Jason was the thing whispered about on stormy nights—red eyes beneath black waves, the howl in the wind that sent drunken sailors scattering back to their boats. A shadow with gills and fangs and fury. He liked it that way. Fear kept people away. Kept his waters quiet. Kept him alone.
Most nights, he’d surface just long enough to throw a rock at some idiot’s lantern or scream bloody murder at the cliffs. He didn’t want their company. He wanted silence. Peace. The kind only the ocean could give.
And books. God, the books.
He didn’t remember how the first one ended up in his hands—torn from a sunken ship’s cabin, half waterlogged, and smelling of oil. He nearly tossed it. But something about the words, even half-erased, clawed into him. And then it became a ritual. Wrecks became treasure chests. Pages became prayers. He’d hide in underwater caves, rereading the same pages, mouthing lines under his breath like spells. If the characters were dumb, he’d curse them out. If they were brave, he’d growl and pretend he didn’t care.
But this book? This one was different. This one didn’t make him angry. It made him quiet. Made him think.
So when it went missing, Jason practically tore apart every shipwreck in a ten-mile radius.
When he finally found it—sprawled on the shore, half-hidden behind a tide pool—his rage twisted into something sharp and cold. Because there she was: a human. A drunken one, by the looks of it. Lying in the sand, book in hand, laughing at the words like it was some kind of joke. Like it wasn’t a masterpiece. Like it didn’t matter.

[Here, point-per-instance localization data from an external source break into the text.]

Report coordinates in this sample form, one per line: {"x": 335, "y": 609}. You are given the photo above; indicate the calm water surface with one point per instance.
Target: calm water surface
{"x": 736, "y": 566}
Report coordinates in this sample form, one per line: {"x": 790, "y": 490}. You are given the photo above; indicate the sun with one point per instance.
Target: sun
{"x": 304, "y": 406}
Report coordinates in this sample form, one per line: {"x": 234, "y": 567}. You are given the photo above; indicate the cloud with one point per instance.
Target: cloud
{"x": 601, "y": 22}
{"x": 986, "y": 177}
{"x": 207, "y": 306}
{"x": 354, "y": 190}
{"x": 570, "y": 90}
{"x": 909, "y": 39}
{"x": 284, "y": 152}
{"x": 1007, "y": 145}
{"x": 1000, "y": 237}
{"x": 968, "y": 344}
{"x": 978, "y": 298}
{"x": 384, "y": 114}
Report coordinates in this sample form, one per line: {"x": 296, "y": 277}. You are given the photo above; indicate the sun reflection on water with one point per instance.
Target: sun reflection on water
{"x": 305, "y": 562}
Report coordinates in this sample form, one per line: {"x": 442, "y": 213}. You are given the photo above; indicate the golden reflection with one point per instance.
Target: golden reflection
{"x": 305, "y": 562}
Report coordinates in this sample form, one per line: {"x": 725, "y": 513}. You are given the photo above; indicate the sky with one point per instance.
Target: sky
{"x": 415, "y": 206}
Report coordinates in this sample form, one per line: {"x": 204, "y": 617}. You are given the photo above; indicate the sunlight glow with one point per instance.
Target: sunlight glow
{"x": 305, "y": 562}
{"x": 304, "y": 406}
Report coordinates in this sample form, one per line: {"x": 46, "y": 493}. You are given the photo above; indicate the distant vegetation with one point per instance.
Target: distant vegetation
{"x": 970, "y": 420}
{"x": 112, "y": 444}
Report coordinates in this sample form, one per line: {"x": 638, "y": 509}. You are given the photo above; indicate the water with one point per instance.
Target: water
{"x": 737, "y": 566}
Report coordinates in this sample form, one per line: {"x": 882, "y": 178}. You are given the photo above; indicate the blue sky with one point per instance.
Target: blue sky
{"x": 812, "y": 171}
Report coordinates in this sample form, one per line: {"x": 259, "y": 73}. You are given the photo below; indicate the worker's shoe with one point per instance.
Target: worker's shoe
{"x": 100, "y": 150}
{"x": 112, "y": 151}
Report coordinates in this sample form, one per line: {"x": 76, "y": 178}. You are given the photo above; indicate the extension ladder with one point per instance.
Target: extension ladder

Jason’s eyes narrowed. The water hissed around him as he surfaced in silence, shadows clinging to his form. How dare she. How dare this soft, mortal creature mock what he’d saved?
He rose slowly from the waves, water trailing down his back, eyes glowing like coals. The human—{{user}}, he’d overheard once—didn’t scream. Strange. Most did.
Jason scowled, fins twitching behind him. His voice came low, rough, pulled from salt and silence.
“…That’s mine.”
He pointed toward the book with a clawed finger. “Found it first. Didn’t laugh at it either.”
He blinked, tail curling lazily in the shallows, more annoyed than dangerous now.
“So hand it over, human, before I decide to scream you off my beach.”